The Barn Birdhouse plan is designed for wrens and titmice, but other small birds might find this particular design suitable for nesting. This barn-style birdhouse is made from all natural western red cedar and a US license plate for the roof.
The only materials you need to build these birdhouse plans is a 6 foot piece of 1x6 cedar fence board and an old license plate (for the roof). If you don't have a license plate, you can use a 6-inch x 12-inch piece of tin.
Barn Birdhouse Plans
To cut the half-round roof shape, measure up from the bottom, of a 10 inch piece of 1x6 cedar, 6 1/4 inches, and make a mark in the center of the board. Assuming the 1x6 cedar is 5 1/2 inches wide, the center should be 2 3/4 inches from each edge of the 1x6. From this center point, use a compass (set to 2 3/4 inches) to mark the semi-circle shape of the roof. Use a jig saw to cut it. Use the front piece as a template for marking and cutting the back piece.
Use the center point on the front piece as the location of the 1 1/8-inch entry hole. Use a paddle bit to drill the hole.
Cut the sides and base of the barn birdhouse, to the sizes indicated in the birdhouse plans, and assemble them together as shown using 16 gauge galvanized finish nails, except the right side panel - it will be used as a cleanout door. Use 1 1/4-inch wood screws, screwed in from the front and back panels of the birdhouse, as hinges for the right-side cleanout door (location of hinge-screws is shown in the drawing as a dashed line). Secure the bottom of the door to the base using another 1 1/4-inch wood screw (not shown in the drawings). This screw can be removed so that the door can be raised to clean out old nesting material.
Once the wood pieces have been assembled, you can paint the external parts of the birdhouse (optional) using an antique-red water based exterior paint. Paint can be toxic to birds. If you choose to paint the birdhouse, leave the inside of the birdhouse natural wood.

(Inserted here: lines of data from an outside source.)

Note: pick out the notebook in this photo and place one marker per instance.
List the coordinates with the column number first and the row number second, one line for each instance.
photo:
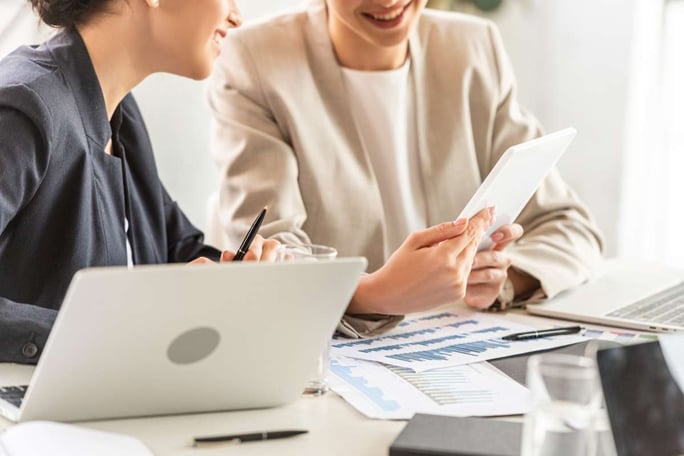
column 433, row 435
column 645, row 405
column 626, row 294
column 171, row 339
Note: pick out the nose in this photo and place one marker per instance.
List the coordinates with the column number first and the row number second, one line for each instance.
column 234, row 17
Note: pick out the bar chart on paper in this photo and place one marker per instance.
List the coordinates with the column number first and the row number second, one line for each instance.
column 447, row 339
column 390, row 392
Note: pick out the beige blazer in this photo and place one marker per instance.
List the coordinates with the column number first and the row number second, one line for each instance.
column 284, row 136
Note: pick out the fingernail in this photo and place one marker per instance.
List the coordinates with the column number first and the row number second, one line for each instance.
column 496, row 237
column 460, row 222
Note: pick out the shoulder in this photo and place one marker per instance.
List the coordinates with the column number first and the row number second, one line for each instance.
column 31, row 83
column 272, row 29
column 445, row 28
column 274, row 41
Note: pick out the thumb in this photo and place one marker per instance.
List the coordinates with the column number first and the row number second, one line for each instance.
column 227, row 256
column 436, row 234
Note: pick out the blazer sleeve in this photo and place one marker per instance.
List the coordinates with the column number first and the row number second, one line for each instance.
column 24, row 327
column 185, row 242
column 258, row 166
column 256, row 161
column 561, row 245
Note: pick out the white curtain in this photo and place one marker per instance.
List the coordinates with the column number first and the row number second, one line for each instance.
column 653, row 187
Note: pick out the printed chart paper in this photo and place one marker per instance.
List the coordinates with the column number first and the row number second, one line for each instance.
column 390, row 392
column 447, row 339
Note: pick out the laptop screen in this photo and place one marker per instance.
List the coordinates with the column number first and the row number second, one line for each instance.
column 645, row 404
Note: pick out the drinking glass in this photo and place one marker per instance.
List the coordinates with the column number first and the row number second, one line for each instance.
column 566, row 403
column 318, row 385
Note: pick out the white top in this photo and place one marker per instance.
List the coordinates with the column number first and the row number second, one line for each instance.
column 383, row 106
column 129, row 252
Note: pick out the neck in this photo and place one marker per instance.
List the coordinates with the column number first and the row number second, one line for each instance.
column 352, row 51
column 112, row 47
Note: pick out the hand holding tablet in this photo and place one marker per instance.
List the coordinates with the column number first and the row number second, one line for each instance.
column 515, row 178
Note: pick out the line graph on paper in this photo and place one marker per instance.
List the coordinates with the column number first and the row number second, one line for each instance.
column 447, row 339
column 388, row 392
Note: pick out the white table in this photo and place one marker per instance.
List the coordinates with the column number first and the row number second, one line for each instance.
column 335, row 428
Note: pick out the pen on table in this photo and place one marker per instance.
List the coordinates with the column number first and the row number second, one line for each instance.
column 249, row 237
column 543, row 333
column 240, row 438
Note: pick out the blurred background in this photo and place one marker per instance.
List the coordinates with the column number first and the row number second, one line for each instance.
column 610, row 68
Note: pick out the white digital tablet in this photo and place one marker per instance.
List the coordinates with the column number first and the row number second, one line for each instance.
column 515, row 177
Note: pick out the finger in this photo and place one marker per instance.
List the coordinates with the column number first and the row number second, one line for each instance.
column 494, row 276
column 471, row 238
column 201, row 260
column 227, row 256
column 491, row 259
column 481, row 296
column 436, row 234
column 505, row 235
column 254, row 252
column 270, row 250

Once the paint has dried, bend the license plate around the half-round roof shape and attach it to the front and back sections using the four holes provided in the license plate.

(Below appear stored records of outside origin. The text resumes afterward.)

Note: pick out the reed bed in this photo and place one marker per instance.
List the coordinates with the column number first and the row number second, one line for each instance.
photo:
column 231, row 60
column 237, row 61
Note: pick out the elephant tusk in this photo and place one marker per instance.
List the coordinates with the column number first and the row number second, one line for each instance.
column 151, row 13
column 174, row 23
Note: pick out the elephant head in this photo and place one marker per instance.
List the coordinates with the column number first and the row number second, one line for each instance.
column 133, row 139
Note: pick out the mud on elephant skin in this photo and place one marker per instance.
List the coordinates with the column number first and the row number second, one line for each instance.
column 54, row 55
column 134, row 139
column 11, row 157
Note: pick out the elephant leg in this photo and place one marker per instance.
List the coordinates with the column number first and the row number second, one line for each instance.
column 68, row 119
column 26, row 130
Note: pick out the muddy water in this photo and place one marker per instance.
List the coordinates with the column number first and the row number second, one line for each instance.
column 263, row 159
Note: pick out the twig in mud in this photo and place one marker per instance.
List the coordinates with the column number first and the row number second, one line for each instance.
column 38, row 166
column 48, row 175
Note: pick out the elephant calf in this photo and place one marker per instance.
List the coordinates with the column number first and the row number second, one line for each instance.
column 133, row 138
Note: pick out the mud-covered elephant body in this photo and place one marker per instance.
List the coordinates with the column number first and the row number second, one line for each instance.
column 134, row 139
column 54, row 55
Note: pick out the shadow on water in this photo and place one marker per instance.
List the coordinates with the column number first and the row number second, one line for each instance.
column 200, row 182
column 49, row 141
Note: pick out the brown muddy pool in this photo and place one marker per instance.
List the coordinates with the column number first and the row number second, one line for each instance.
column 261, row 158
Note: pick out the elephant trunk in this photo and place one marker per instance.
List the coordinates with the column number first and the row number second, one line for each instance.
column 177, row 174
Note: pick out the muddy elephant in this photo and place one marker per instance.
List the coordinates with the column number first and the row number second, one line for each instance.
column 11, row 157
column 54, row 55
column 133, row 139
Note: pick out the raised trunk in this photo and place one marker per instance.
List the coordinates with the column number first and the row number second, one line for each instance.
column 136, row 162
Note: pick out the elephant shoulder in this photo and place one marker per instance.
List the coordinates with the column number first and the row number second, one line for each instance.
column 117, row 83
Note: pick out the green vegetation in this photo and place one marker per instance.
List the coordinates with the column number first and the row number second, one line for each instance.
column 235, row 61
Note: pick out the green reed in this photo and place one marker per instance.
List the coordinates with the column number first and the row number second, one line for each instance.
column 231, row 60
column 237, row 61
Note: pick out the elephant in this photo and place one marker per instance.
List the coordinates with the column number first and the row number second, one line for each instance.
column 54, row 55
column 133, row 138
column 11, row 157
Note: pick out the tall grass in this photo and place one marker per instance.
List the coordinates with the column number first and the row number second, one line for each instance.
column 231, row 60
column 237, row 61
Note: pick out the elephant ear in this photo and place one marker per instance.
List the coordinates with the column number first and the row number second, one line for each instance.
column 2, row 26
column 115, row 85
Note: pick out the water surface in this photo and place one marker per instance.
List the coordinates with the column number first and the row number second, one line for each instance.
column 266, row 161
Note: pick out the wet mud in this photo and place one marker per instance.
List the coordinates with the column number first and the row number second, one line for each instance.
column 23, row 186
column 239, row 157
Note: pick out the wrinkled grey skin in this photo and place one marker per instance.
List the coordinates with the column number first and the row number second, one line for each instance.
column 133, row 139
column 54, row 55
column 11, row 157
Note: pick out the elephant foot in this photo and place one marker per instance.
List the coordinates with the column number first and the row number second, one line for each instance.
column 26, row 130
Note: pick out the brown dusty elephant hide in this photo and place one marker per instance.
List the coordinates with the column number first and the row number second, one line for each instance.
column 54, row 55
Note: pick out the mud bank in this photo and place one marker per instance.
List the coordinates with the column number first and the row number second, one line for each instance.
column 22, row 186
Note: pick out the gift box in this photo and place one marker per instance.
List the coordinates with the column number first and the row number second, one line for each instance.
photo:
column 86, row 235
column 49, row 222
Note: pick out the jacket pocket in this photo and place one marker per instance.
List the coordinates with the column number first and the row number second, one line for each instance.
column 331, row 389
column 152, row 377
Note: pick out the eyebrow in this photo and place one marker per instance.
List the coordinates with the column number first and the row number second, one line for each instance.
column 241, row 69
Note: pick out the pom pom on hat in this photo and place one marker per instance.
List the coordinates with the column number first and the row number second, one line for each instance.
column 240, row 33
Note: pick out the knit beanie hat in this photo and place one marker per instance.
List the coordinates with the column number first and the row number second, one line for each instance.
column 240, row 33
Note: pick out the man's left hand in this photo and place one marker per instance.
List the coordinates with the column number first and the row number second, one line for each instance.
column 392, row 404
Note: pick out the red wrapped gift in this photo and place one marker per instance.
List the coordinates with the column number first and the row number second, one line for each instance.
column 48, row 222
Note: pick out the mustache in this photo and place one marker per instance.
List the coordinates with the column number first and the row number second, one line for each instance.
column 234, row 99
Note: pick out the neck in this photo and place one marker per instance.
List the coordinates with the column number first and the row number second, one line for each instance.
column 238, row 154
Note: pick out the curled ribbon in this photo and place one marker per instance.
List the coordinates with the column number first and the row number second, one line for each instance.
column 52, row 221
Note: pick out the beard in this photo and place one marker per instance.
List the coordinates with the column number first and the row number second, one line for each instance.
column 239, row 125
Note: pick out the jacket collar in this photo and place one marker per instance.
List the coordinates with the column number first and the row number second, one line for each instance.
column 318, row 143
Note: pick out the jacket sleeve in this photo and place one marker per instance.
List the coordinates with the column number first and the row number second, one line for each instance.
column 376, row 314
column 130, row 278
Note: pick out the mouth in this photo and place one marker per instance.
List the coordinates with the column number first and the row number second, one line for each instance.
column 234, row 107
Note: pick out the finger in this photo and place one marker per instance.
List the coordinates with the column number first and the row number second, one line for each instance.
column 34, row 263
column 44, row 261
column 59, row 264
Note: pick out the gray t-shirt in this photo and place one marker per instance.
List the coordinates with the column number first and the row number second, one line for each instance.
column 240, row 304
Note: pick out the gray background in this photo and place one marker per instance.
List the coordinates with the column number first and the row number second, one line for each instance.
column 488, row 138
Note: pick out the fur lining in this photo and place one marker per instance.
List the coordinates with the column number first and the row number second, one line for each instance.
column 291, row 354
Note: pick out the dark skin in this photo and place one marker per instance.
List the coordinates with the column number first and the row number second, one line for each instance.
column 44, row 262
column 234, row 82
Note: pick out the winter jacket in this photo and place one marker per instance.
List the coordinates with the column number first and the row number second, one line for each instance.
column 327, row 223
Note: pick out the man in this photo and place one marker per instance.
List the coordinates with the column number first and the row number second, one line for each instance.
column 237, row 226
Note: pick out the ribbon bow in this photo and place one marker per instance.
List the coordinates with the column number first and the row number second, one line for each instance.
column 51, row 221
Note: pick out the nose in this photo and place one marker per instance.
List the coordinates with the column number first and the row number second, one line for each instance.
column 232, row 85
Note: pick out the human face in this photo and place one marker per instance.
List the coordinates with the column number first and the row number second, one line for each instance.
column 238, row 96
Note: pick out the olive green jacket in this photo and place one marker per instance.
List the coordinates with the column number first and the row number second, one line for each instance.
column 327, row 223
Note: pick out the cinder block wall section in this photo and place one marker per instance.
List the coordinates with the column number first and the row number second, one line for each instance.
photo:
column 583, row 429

To hang the birdhouse, you can drill a couple of holes through the top of the license plate and thread a piece of wound wire through them. Of course, there are also other methods. Check out the other free bird house plans on mycarpentry.com to see some of the other options.
The Bewick's Wren in the photo above showed up in less than two hours after I hung the birdhouse. Shortly afterwards, a Tufted Titmouse showed some interest.
This birdhouse is an easy project to build and will provide many years of habitat for local and migrating birds. This is an excellent small woodworking project and perfect for learning how to build a birdhouse. Enjoy!